Hafta sonu en çok konuşulan konulardan bir tanesi de
benzinliklerdeki araba kuyruklarıydı. Fakir fukaranın-garip gurebanın
arabalarının olmadığını biliyorsunuz. Haliyle oluşturulan kuyruğun zenginlerin
kuyruğu olduğunu da belirtelim.
Şu da bir gerçek ki kuyruk her zaman acıyı ve eğriliği
betimler zihinlerde… Kuyruktan konuşulan yerde bir acı vardır, bir eğrilik
vardır…
Yazımı gazeteye gönderecek iken EPGİS’ten şöyle bir açıklama
geldi; “01/03/2022 tarihten geçerli olmak üzere benzinde 49 kuruş indirim
gerçekleşmiştir. İndirim oranı kadar ÖTV’de artış gerçekleştiğinden
pompa fiyatlarında değişiklik olmayacaktır”

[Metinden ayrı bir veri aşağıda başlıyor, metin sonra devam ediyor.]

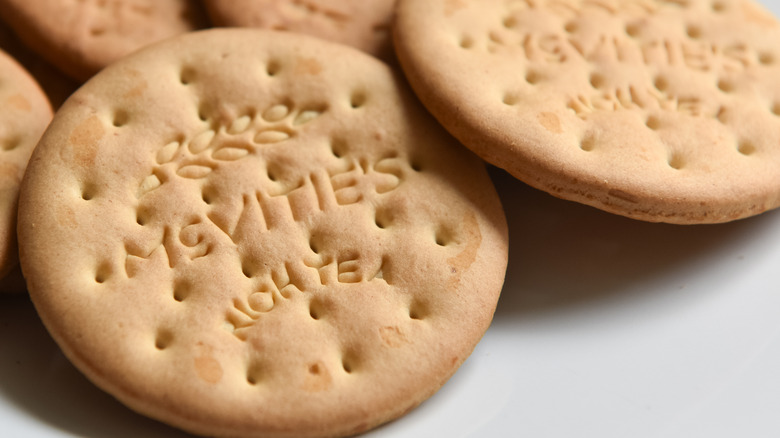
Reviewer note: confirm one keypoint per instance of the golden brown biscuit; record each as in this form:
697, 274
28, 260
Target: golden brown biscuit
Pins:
24, 114
55, 84
364, 24
252, 233
81, 37
657, 110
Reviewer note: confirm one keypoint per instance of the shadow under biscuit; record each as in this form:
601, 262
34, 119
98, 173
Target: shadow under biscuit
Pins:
568, 257
37, 379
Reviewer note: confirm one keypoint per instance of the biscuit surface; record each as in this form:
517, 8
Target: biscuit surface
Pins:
24, 114
81, 37
657, 110
253, 233
364, 24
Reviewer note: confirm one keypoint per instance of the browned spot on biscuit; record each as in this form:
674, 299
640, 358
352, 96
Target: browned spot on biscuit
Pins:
318, 378
755, 14
17, 101
452, 6
466, 258
392, 336
550, 121
308, 66
66, 217
208, 369
620, 194
84, 140
136, 91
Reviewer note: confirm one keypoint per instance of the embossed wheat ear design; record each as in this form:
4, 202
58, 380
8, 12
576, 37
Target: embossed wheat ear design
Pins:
197, 157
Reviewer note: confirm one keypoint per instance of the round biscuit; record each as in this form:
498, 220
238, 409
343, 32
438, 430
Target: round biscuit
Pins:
256, 233
364, 24
662, 111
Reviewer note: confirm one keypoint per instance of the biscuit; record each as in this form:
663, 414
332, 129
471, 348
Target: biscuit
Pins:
24, 114
54, 83
657, 110
252, 233
364, 24
82, 37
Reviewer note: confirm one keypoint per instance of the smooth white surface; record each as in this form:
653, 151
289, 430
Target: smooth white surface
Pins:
606, 327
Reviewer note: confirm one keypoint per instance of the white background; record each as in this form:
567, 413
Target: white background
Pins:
606, 327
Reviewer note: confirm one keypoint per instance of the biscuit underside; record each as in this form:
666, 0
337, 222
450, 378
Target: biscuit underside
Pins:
660, 111
252, 233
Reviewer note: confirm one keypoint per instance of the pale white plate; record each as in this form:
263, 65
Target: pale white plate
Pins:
606, 327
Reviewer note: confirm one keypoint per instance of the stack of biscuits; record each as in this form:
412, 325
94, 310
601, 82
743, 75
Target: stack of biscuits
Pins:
273, 218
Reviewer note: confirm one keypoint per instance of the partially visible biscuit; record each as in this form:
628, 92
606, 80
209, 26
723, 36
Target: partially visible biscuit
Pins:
55, 84
24, 114
657, 110
253, 233
82, 37
364, 24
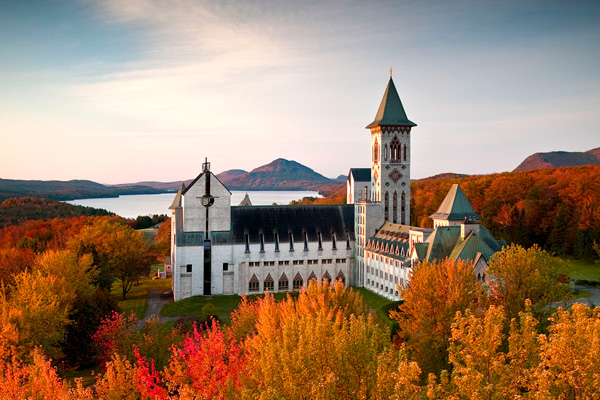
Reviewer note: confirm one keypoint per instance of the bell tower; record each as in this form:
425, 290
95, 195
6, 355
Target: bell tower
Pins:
390, 157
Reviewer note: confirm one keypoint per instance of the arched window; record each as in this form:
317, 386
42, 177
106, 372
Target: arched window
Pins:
269, 283
403, 209
395, 150
284, 283
297, 284
253, 285
376, 151
340, 277
395, 208
387, 206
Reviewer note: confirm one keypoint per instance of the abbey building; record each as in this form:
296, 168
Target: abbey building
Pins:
217, 248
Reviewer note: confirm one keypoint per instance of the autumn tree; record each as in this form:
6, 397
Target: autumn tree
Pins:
436, 292
517, 274
128, 256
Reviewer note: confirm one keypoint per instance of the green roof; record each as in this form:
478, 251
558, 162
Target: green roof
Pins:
455, 207
391, 112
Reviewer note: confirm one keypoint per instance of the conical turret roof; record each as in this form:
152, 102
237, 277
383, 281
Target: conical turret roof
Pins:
455, 206
391, 112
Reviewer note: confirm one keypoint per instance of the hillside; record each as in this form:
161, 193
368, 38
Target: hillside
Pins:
555, 159
15, 211
66, 190
280, 174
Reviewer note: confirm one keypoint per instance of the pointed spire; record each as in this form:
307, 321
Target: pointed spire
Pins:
391, 112
246, 201
177, 200
455, 207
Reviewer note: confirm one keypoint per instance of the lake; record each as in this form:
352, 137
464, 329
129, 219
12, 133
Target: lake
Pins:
149, 204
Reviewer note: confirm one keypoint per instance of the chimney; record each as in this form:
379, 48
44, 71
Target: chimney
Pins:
468, 226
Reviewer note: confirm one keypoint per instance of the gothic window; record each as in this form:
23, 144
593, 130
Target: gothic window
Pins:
376, 151
395, 150
297, 284
253, 284
387, 206
284, 283
269, 283
403, 209
395, 207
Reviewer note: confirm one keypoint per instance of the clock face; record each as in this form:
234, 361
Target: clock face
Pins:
395, 175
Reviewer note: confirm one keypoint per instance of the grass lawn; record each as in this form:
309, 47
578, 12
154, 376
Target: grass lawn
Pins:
136, 299
584, 269
224, 305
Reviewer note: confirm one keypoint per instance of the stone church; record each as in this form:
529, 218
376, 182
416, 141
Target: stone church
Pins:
217, 248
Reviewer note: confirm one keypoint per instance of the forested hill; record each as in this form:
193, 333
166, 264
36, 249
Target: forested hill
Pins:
555, 159
557, 208
15, 211
66, 190
280, 174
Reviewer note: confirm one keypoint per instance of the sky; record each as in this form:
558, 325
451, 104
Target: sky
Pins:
120, 91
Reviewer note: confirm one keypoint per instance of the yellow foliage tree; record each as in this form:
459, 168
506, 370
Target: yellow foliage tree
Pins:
436, 292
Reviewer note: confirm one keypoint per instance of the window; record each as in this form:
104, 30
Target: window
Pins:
284, 283
340, 277
403, 209
253, 285
297, 284
269, 283
395, 207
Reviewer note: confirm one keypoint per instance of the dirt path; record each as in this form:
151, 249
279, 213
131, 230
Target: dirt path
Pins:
155, 303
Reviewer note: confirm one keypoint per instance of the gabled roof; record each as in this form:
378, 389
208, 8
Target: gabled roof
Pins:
455, 207
177, 200
360, 174
391, 112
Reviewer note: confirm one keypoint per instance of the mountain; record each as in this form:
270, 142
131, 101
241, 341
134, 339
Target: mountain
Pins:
555, 159
280, 174
66, 190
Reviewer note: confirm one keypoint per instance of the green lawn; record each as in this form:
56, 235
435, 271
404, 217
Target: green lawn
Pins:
136, 299
224, 305
584, 269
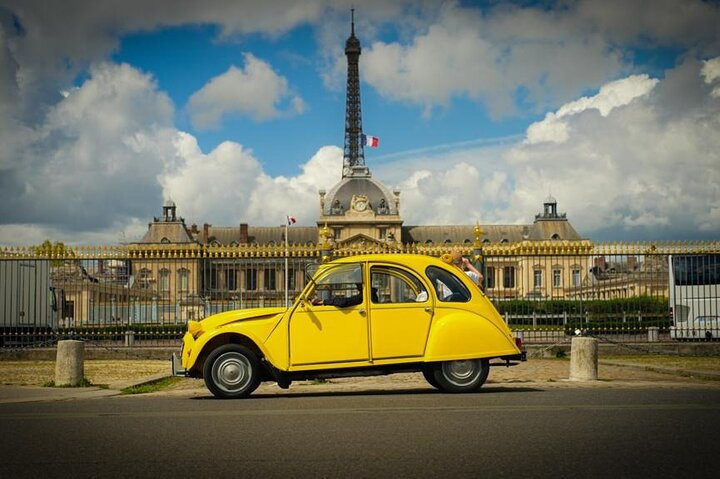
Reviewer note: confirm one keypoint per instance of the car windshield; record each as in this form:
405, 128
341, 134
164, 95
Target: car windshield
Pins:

Bunun tercümesi şudur: hokus pokus, abrakadabra,
hissetmeyeceksiniz…
Üçüncü dünya savaşının havasının pompalandığı bugünlerde
durumun hafta sonu pompa artış fiyatlarına nasıl yansıyacağı da merak konusu…
[1] Ferritin kan içinde demiri depolayan hücreler
içindeki proteindir. Kan depomuzdur da diyebiliriz. Hücrenin de maddenin en
küçük yapı taşı olduğunu hatırlatalım.